基準を明確にすることで、選定プロセスの透明性が高まり、要件に適したベンダーを効率的に選定することが可能になります。 

 

6. RFP作成のポイント 

RFP(提案依頼書)は、ベンダーに自社の要件を正確に理解してもらい、最適な提案を引き出すための重要な文書です。内容の質や構成次第で、選定の効率や提案の質が大きく変わります。

以下では、作成時に特に注意すべきポイントを整理します。

6.1 情報過不足の回避 

RFPは「すべてを詰め込む文書」ではなく、「提案を導くための情報」を整理するものです。要件が抽象的すぎると誤解を招き、細かすぎると提案の自由度を奪います。 

 

6.2 比較容易性の確保 

提案依頼事項の構成を統一することで、各ベンダーの提案を公平に比較できます。特にフォーマット指定や記入例を添付すると、選定作業が効率化します。 

 

6.3 内部事前調整の徹底 

RFPは発注者内部の合意形成が前提です。要件定義・予算・納期・成果物などを事前に統一しておくことで、文書の信頼性が高まります。 

 

6.4 評価基準の明確化 

ベンダー選定の公平性を担保するためには、評価観点と採点基準を事前に明確化しておくことが重要です。技術力、価格、提案内容、体制などの観点を定義し、定量・定性の両面で評価できる形に整備します。

 

6.5 スケジュール管理の明示 

RFPの提出期限、質疑応答期間、プレゼンテーション実施日などのスケジュールを明確に示すことで、ベンダー側の準備を円滑にします。変更が生じる場合は、速やかに共有し、混乱を防ぐことが求められます。 

 

6.6 機密情報保護の徹底 

RFPには機密性の高い情報が含まれる場合があります。情報漏洩を防ぐため、NDA(秘密保持契約)の締結や、配布範囲の制限、データ管理方法の明示などを徹底する必要があります。 

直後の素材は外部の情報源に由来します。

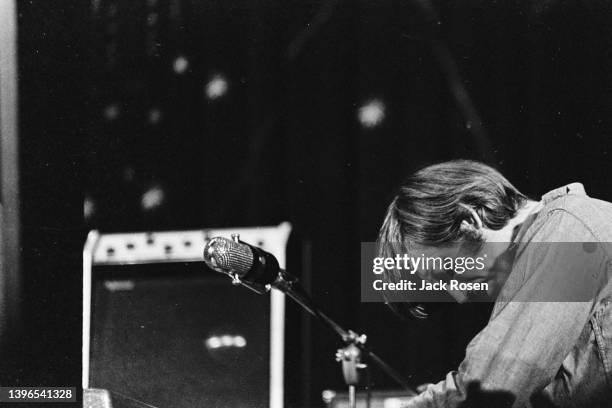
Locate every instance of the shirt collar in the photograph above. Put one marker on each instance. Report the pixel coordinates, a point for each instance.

これらのポイントを押さえてRFPを設計することで、発注側・提案側の双方が納得できる形でプロジェクトをスタートさせることができます。

 

おわりに 

RFPは、単なる発注手続きではなく、発注者とベンダーが共に成功するための基盤を築く手段です。明確なRFPがあれば、提案の質は格段に向上し、結果としてプロジェクト全体の成果を高めることができます。 

RFP作成の本質は「伝えること」よりも「正確に理解されること」にあります。曖昧な部分を残さず、前提や制約を具体的に明文化することで、双方にとって納得感のある契約と成果物を実現できます。 

自社に最適なパートナーを選定し、長期的な信頼関係を築くためにも、RFPの構築を単なる形式ではなく、戦略的なプロセスとして捉えることが重要です。